Все остальное больше похоже на украшения, чем наверняка и являются в первую очередь, но я чувствую всеми фибрами исходящий от них тревожный и манящий аромат магии, этому уже научился, но самому до всего доискиваться нет ни сил, ни времени, а самое главное — навыка. Это чтобы не сказать честнее, дескать, мозгов не хватает.
Через четверть часа я камнем пронесся до знакомого уступа, брякнулся с силой, чуть не обрушив его в бездну, перетек в человечье тело и прихрамывая пошел в мастерскую.
Кузнецы встретили меня заинтересованными взглядами, понятно, Гарнец уже рассказал о предполагаемой сделке, я прошел гордый и смиренный мимо наковальни и горна в его пещерные апартаменты.
Он окинул меня оценивающим взглядом.
— Ух ты… В самом деле принес или, так сказать, передумал по дороге?
— Тогда бы зачем спускался так далеко? — возразил я.
Он ухмыльнулся.
— Мне уже сказали, что ты можешь крылышками, крылышками… Но не по-птичьи, а как демон, что многим не нравится. Мне, кстати, тоже.
— Крылышки тоже устают, — напомнил я. — Однако новости, как погляжу, у вас быстро разносятся. Хотя про святость Целлестрина узнал только-только!
— А мне его святость нужна? — возразил он. — Неча голову забивать хламом.
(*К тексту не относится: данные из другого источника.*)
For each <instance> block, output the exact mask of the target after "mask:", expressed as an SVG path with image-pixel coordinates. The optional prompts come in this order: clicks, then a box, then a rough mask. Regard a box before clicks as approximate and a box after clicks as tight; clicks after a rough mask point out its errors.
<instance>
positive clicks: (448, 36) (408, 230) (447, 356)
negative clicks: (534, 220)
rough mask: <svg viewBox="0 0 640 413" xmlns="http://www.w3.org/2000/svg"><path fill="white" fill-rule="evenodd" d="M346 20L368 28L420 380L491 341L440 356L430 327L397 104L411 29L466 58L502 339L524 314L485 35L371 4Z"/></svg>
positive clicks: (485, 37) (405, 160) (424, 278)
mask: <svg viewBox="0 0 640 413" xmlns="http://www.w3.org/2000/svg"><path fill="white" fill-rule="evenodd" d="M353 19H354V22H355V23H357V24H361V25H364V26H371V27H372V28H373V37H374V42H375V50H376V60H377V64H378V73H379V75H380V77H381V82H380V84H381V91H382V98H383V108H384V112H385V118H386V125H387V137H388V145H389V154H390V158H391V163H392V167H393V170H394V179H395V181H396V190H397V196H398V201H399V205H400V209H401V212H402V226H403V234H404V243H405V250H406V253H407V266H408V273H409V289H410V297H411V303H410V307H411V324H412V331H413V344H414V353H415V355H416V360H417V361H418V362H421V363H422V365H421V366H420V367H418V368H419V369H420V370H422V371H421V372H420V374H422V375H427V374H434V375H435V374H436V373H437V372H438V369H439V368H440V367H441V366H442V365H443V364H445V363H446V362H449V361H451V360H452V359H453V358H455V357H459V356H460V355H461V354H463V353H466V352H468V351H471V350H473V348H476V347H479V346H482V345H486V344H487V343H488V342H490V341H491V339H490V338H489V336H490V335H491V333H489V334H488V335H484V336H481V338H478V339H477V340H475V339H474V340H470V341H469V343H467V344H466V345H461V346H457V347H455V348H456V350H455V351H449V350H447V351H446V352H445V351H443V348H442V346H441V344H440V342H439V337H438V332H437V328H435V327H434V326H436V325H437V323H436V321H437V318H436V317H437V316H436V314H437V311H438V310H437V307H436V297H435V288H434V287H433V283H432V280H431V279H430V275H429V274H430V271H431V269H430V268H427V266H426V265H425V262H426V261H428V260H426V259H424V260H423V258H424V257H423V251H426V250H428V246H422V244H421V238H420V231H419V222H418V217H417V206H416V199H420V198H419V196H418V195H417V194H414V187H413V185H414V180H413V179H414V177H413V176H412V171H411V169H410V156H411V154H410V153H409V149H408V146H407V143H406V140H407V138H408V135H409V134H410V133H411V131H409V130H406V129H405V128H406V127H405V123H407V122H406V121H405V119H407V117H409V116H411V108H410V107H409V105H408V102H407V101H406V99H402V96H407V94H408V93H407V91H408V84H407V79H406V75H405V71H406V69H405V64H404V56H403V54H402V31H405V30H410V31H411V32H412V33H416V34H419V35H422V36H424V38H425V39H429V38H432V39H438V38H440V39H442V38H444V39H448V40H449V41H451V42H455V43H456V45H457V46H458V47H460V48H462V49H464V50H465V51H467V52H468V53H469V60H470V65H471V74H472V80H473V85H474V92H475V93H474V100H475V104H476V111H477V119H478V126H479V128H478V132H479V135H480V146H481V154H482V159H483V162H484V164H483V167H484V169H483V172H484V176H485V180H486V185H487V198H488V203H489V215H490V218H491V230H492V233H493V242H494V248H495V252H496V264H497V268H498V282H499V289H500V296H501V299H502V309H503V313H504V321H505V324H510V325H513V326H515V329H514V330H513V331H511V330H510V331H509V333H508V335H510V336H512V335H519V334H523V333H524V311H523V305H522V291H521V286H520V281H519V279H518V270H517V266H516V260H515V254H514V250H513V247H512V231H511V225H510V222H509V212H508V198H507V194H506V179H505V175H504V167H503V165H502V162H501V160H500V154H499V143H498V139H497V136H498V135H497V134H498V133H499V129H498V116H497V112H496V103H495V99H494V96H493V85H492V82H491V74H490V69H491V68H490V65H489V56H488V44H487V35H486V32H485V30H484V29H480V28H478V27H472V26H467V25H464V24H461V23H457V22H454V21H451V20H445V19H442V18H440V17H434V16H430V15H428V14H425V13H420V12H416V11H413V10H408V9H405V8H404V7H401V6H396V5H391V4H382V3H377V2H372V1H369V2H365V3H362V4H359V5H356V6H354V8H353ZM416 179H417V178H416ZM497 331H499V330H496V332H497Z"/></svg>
Я вытащил из нашитых карманов серьги и две брошки, разложил по столу, показывая их в выгодном свете.
— А это зачем?
— Проверь, — посоветовал я.
Он поглядывал с недоверием, понимает, что принес не все, лучшее припрятал, даже если еще не знаю, что там лучшее, но вытащил из дальнего ящика шкатулку из черной бронзы, если это бронза, осторожно повернул ключик в замочке и тут же отпрянул.